I. Non-API Method of data collection using Python3

Twitter API has limits which vary over time and currently allows one week’s data. Some packages allow to collect historical Twitter data.

Package used here: GetOldTweets3

This non-API method scrapes Twitter data based on Twitter search results by parsing the result page with a scroll loader, then calling to a JSON provider. While theoretically it can search through oldest tweets and collect data accordingly, the number of variables are limited to the layout of search results.
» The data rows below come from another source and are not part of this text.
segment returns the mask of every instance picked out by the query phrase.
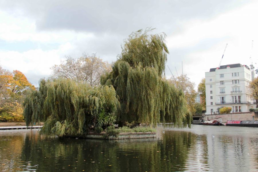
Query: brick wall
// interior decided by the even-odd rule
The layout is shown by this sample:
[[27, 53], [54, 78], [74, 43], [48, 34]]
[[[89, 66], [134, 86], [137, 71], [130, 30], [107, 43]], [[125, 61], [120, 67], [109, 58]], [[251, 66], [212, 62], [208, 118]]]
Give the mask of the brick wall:
[[[239, 112], [238, 113], [232, 113], [227, 114], [217, 114], [216, 115], [206, 115], [205, 116], [205, 120], [211, 120], [214, 118], [222, 117], [221, 118], [217, 119], [219, 121], [220, 121], [223, 123], [226, 123], [228, 120], [253, 120], [253, 116], [254, 115], [254, 112]], [[255, 120], [258, 119], [255, 119]]]

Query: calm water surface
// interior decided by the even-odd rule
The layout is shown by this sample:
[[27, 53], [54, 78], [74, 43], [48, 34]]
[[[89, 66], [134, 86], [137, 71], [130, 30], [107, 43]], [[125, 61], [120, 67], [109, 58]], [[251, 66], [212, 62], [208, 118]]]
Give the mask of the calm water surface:
[[0, 171], [257, 171], [257, 128], [192, 125], [116, 141], [0, 130]]

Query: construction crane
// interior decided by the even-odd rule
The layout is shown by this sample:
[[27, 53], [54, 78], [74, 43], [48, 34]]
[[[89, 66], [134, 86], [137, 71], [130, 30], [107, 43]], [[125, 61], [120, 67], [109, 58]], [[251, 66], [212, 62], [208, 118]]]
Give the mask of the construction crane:
[[221, 60], [220, 60], [220, 64], [219, 64], [218, 68], [220, 68], [220, 64], [221, 63], [221, 61], [222, 61], [222, 59], [223, 58], [223, 56], [224, 56], [224, 54], [225, 53], [225, 51], [226, 51], [226, 49], [227, 48], [227, 45], [228, 45], [228, 44], [226, 44], [226, 46], [225, 47], [225, 50], [224, 50], [224, 52], [223, 52], [223, 55], [222, 55], [222, 58], [221, 58]]
[[172, 73], [172, 72], [171, 72], [171, 71], [170, 70], [170, 68], [169, 68], [169, 67], [168, 66], [168, 65], [167, 65], [167, 67], [169, 69], [169, 71], [170, 71], [170, 73], [171, 73], [171, 74], [172, 74], [172, 76], [173, 76], [173, 78], [175, 78], [175, 77], [174, 76], [174, 75], [173, 75], [173, 74]]
[[253, 54], [253, 40], [252, 41], [252, 50], [251, 52], [251, 55], [250, 56], [250, 62], [251, 62], [251, 64], [250, 65], [250, 68], [251, 68], [251, 73], [252, 74], [252, 80], [253, 80], [254, 78], [254, 69], [255, 67], [253, 64], [253, 60], [252, 60], [252, 54]]

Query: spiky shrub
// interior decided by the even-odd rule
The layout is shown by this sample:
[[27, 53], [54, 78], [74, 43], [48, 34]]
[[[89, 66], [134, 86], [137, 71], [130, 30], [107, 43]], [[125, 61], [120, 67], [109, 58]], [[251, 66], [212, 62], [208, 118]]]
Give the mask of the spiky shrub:
[[112, 71], [102, 76], [101, 84], [113, 85], [119, 97], [118, 122], [189, 125], [192, 115], [183, 92], [162, 77], [169, 53], [166, 35], [148, 35], [151, 30], [138, 31], [125, 40]]
[[41, 80], [39, 91], [29, 94], [24, 106], [27, 126], [45, 121], [41, 133], [83, 136], [88, 126], [103, 126], [97, 125], [98, 114], [102, 112], [109, 117], [103, 124], [112, 125], [120, 104], [112, 85], [93, 87], [59, 79]]
[[106, 133], [104, 135], [104, 136], [106, 138], [107, 138], [109, 136], [114, 136], [116, 137], [117, 137], [118, 136], [119, 134], [119, 130], [118, 130], [116, 129], [114, 126], [111, 126], [108, 127], [107, 128]]
[[97, 127], [95, 128], [95, 131], [97, 133], [100, 133], [103, 131], [103, 128], [100, 127]]
[[232, 110], [232, 108], [230, 107], [223, 107], [220, 109], [220, 114], [229, 114]]

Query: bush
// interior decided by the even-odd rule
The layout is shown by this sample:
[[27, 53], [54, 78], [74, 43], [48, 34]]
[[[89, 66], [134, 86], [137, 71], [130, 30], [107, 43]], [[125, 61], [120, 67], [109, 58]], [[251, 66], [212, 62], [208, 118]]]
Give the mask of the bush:
[[24, 122], [24, 117], [22, 115], [15, 116], [6, 112], [0, 114], [0, 122]]
[[249, 112], [255, 112], [255, 109], [252, 109], [251, 108], [251, 109], [249, 109]]
[[100, 133], [103, 131], [103, 128], [100, 127], [97, 127], [95, 128], [95, 131], [98, 133]]
[[223, 107], [220, 109], [220, 114], [229, 114], [232, 108], [230, 107]]
[[108, 136], [114, 136], [116, 137], [117, 137], [117, 135], [119, 134], [119, 130], [115, 129], [114, 126], [111, 126], [108, 127], [105, 136], [106, 138], [107, 138]]
[[131, 128], [127, 126], [124, 126], [122, 128], [119, 128], [118, 130], [119, 131], [120, 133], [156, 132], [156, 130], [154, 128], [143, 127], [137, 127]]

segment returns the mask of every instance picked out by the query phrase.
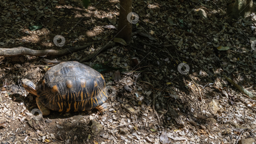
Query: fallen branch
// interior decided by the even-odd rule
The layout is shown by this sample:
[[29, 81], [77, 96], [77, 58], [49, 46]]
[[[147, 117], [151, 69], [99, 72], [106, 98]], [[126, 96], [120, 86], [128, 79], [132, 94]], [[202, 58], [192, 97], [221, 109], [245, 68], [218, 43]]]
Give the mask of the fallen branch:
[[34, 50], [28, 48], [19, 46], [12, 48], [0, 48], [0, 56], [11, 57], [22, 55], [31, 56], [64, 56], [84, 49], [93, 44], [99, 44], [101, 41], [89, 43], [80, 46], [73, 46], [60, 50]]
[[88, 61], [98, 55], [101, 51], [107, 50], [110, 47], [115, 46], [117, 44], [116, 43], [108, 43], [98, 48], [91, 55], [84, 57], [80, 60], [79, 62], [82, 63]]
[[233, 86], [234, 86], [234, 87], [235, 87], [236, 88], [239, 90], [239, 91], [243, 93], [250, 97], [251, 99], [254, 100], [256, 100], [256, 96], [252, 94], [252, 93], [246, 89], [244, 89], [241, 86], [235, 83], [235, 82], [233, 81], [232, 81], [232, 80], [230, 79], [230, 78], [227, 77], [227, 76], [226, 76], [225, 75], [223, 75], [223, 76], [224, 76], [224, 77], [226, 78], [226, 79], [229, 82], [233, 85]]

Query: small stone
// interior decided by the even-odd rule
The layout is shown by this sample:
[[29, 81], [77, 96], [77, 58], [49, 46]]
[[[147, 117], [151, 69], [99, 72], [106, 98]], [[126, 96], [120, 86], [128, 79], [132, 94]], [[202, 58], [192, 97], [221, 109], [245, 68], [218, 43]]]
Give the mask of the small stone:
[[57, 128], [58, 128], [59, 129], [63, 129], [64, 128], [64, 127], [63, 127], [62, 126], [61, 126], [59, 125], [58, 124], [56, 125], [56, 126], [57, 127]]
[[46, 123], [52, 123], [52, 120], [49, 119], [47, 119], [45, 120]]
[[189, 121], [189, 123], [195, 127], [197, 126], [197, 123], [193, 121]]
[[120, 133], [120, 134], [124, 135], [126, 134], [127, 131], [126, 129], [122, 128], [120, 128], [120, 129], [119, 129], [119, 132]]
[[201, 129], [203, 129], [204, 130], [205, 130], [205, 129], [206, 129], [206, 127], [202, 124], [199, 125], [199, 127], [200, 127]]

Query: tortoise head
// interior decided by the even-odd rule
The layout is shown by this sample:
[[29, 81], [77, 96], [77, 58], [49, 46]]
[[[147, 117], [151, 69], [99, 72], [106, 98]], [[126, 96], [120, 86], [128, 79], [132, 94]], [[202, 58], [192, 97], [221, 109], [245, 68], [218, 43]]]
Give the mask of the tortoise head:
[[37, 95], [35, 85], [31, 81], [27, 79], [21, 79], [22, 86], [26, 90], [34, 95]]

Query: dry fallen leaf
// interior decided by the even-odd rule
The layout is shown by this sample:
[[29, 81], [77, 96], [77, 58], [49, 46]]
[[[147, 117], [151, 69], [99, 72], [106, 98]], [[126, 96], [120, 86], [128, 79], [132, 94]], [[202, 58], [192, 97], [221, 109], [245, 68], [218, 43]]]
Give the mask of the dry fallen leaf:
[[32, 78], [39, 71], [39, 70], [40, 69], [39, 67], [36, 68], [36, 69], [35, 69], [34, 70], [32, 71], [31, 72], [30, 72], [27, 73], [26, 75], [26, 77], [25, 77], [26, 79], [30, 79], [31, 78]]
[[163, 144], [169, 144], [170, 142], [169, 138], [166, 134], [166, 131], [163, 130], [162, 131], [162, 133], [160, 136], [160, 142]]

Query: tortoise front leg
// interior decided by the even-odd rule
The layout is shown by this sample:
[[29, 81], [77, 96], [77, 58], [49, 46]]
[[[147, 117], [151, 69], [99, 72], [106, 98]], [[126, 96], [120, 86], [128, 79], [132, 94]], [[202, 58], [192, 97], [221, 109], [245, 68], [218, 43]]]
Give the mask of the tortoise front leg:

  1. Creating virtual environment (optional) and install GetOldTweets3 package using pip
    python3 -m venv env
    source ./env/bin/activate 
    python3 -m pip install GetOldTweets3
    

Alternatively,

pip3 install -e git+https://github.com/Mottl/GetOldTweets3#egg=GetOldTweets3
  1. Collecting Twitter data.

GetOldTweets3

## Keyword search
GetOldTweets3 
  --querysearch "COVID19 covid19 Coronavirus coronavirus" 
  --lang en 
  --since 2020-03-20 
  --until 2020-03-28
  --maxtweets 10000 
  --output data/corona_0320_0327.csv

II. API Method using R

  1. Acquire API key and token from Twitter developer website
  2. Install and load the required R package(s) for collecting and vizualizing Twitter data. Examples: rtweet, twitteR, vosonSML. rtweet gives most detail in twitter variables (> 90).
    rtweet, ggmap, igraph, tidyverse, ggraph, ggplot2, data.table, maps, mapdata
    
  3. Store and check the API keys/tokens
  4. Check token
  5. Search using query
  6. Preview data
  7. Time series plot

Sentiment Analysis

Preprocessing

  1. The Twitter data obtained is converted to a data frame.
  2. The text of the tweets is tokenized, i.e. broken into words. Each row is split such that there is one token (word) in each row of the new data frame.
  3. The stopwords are removed from the data.
  4. The typical keywords are removed from the data.
  5. Sentiment words from the Bing Lexicon are used for analysing the tweet words.

Visualization

Most commonly used words in the tweets

common_words

Word cloud of the Sentiment words in the tweets

sentiment_words

Classification of the Sentiment words in the tweets

sentiment_words_class


Insights

Overall, the tweets convey a mixed, but slightly optimistic sentiment - with the relatively high frequency of words such as “positive”, “safe”, “relief”, “support”. The most frequent words are related to “lockdown”, “health”, “stayhome”, “deaths” stood out among the other words, which suggests that people are talking more about the health and deaths, are much more concerned about the measure to deal with it.